Table of Contents Author Guidelines Submit a Manuscript
Applied Computational Intelligence and Soft Computing
Volume 2009, Article ID 129761, 12 pages
http://dx.doi.org/10.1155/2009/129761
Research Article

Intelligent Noise Removal from EMG Signal Using Focused Time-Lagged Recurrent Neural Network

Department of Applied Electronics, Sant Gadge Baba Amravati University, Amravati, 444602 Maharashtra, India

Received 5 November 2008; Revised 6 February 2009; Accepted 30 March 2009

Academic Editor: Zhigang Zeng

Copyright © 2009 S. N. Kale and S. V. Dudul. This is an open access article distributed under the Creative Commons Attribution License, which permits unrestricted use, distribution, and reproduction in any medium, provided the original work is properly cited.

Abstract

Electromyography (EMG) signals can be used for clinical/biomedical application and modern human computer interaction. EMG signals acquire noise while traveling through tissue, inherent noise in electronics equipment, ambient noise, and so forth. ANN approach is studied for reduction of noise in EMG signal. In this paper, it is shown that Focused Time-Lagged Recurrent Neural Network (FTLRNN) can elegantly solve to reduce the noise from EMG signal. After rigorous computer simulations, authors developed an optimal FTLRNN model, which removes the noise from the EMG signal. Results show that the proposed optimal FTLRNN model has an MSE (Mean Square Error) as low as 0.000067 and 0.000048, correlation coefficient as high as 0.99950 and 0.99939 for noise signal and EMG signal, respectively, when validated on the test dataset.
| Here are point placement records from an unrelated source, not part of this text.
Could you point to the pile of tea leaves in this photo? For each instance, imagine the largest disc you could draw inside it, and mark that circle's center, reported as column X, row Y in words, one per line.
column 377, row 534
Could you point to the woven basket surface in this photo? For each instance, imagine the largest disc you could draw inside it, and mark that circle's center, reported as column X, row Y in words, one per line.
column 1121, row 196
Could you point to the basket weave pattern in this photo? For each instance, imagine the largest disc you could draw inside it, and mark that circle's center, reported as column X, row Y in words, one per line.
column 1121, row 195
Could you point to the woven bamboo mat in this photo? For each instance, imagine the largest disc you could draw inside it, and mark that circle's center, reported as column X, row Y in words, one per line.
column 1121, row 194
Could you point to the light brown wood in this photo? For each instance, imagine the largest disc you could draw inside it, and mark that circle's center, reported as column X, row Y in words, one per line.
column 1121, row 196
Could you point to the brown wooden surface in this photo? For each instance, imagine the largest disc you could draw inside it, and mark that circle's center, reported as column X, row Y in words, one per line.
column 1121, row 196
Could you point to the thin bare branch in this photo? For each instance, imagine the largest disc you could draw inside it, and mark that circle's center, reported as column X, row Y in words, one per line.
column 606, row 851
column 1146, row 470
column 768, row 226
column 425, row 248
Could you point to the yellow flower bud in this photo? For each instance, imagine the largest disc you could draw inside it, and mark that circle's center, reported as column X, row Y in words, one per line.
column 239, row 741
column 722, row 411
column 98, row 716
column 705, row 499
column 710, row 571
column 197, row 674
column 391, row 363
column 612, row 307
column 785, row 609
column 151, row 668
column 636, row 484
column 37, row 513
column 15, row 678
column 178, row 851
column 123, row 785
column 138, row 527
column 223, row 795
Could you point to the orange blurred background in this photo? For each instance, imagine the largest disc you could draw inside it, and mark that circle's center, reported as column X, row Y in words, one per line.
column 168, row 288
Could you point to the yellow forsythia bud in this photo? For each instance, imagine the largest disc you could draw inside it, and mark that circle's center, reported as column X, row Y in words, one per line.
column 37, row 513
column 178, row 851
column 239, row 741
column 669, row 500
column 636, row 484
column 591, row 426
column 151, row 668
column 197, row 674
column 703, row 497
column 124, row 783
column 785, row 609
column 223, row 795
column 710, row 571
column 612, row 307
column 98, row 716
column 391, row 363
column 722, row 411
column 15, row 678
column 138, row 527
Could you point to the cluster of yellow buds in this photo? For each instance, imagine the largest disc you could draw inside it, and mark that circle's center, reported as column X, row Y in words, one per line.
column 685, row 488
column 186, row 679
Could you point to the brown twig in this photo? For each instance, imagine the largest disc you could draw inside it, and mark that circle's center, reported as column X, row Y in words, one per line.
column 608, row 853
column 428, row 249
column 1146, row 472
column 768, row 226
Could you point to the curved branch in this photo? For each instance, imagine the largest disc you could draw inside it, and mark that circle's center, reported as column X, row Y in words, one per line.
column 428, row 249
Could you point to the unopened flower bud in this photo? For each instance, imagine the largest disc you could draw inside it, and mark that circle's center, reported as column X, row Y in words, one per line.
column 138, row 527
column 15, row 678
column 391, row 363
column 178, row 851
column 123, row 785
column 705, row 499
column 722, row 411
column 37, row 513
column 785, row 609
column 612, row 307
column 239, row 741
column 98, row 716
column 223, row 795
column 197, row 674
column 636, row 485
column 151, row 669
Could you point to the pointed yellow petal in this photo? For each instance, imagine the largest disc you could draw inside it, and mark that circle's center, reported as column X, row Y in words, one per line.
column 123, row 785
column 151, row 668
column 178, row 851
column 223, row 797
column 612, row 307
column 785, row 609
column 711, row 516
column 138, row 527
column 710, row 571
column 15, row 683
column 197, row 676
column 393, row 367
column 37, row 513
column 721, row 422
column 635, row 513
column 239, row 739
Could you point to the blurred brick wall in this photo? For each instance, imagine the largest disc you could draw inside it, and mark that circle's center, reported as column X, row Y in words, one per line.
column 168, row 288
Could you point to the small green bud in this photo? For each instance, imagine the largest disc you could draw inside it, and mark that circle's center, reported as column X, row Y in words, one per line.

It is also noticed that the output of the estimated FTLRNN model closely follows the real one. This network is indeed robust as EMG signal tolerates the noise variance from 0.1 to 0.4 for uniform noise and 0.30 for Gaussian noise. It is clear that the training of the network is independent of specific partitioning of dataset. It is seen that the performance of the proposed FTLRNN model clearly outperforms the best Multilayer perceptron (MLP) and Radial Basis Function NN (RBF) models. The simple NN model such as the FTLRNN with single-hidden layer can be employed to remove noise from EMG signal.